Weekly Update – May 7, 2012
Last week was a rough one for U.S. stocks. The markets started off the week positive, pushed upward by positive corporate earnings, but retreated the last three days to close at a low point, hammered by a disappointing jobs report and renewed fears about a stuttering economic recovery. The S&P lost 2.44% – its worst weekly performance this year, while the Dow lost 1.44% and the Nasdaq fell 3.68%.[i]
The week’s sell off began on Wednesday when the latest ADP Employment Report – usually released before the official Labor Department report – suggested that employment had improved by less than expected. The news was confirmed on Friday when the official numbers showed that employers had added
just 115,000 jobs in April, falling well short of the expected 170,000 new jobs. Although the unemployment rate dropped to 8.1%, we can’t get excited about it because the fall is primarily due to job-seekers giving up their job search. If we see continued slowness in the job market, it is possible that the Federal Reserve will step up efforts to boost the economy again. Since inflation is still well below the danger zone, the Fed still has room to take action.

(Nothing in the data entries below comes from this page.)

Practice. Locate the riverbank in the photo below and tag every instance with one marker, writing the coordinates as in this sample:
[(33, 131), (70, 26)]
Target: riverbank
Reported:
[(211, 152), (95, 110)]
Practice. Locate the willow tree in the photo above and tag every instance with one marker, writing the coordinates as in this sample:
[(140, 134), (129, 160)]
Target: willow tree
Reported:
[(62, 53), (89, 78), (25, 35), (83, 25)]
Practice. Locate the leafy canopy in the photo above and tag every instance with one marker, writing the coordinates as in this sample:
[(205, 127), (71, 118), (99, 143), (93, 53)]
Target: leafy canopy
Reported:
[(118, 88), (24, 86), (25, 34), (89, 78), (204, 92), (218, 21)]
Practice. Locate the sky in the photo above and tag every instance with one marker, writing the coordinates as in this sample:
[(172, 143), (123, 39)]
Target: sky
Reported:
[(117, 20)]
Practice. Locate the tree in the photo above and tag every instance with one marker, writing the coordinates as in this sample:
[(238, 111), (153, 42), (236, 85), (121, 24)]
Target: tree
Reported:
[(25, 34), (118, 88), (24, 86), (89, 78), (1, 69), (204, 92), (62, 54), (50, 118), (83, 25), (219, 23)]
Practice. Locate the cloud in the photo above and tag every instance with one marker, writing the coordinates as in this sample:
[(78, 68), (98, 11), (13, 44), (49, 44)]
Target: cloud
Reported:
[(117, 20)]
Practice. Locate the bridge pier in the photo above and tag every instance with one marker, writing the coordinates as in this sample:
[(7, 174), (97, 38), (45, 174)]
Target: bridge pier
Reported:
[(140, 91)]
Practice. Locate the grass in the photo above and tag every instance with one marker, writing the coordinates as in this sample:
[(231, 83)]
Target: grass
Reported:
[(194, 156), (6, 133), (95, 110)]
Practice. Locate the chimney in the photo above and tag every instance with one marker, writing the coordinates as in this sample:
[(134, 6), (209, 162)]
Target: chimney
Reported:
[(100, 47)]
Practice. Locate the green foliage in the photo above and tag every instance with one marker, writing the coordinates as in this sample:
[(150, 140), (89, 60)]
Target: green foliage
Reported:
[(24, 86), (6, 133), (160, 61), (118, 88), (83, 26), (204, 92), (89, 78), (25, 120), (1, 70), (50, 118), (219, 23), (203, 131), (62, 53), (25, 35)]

Solid corporate earnings have provided a breath of fresh air, showing that business is still humming along. First-quarter earnings among companies in the S&P 500 are currently at 7.8%, well ahead of expectations. However, companies are forecasting a much slower second quarter, a sign that executives are bracing for declining sales.[ii] Analysts believe that a warm March and an early Easter may have shifted sales to March, cutting into second quarter revenues. Please also keep in mind that companies often sandbag their forecasts in order to artificially beat expectations when the official earnings are posted.
Last week’s poor market performance and disappointing jobs report reminds us that our economy and investors nerves are still “recovering.” Just as an injured person who undergoes a major surgery will have good days and bad days while recovering, so our healing economy will experience ups and downs.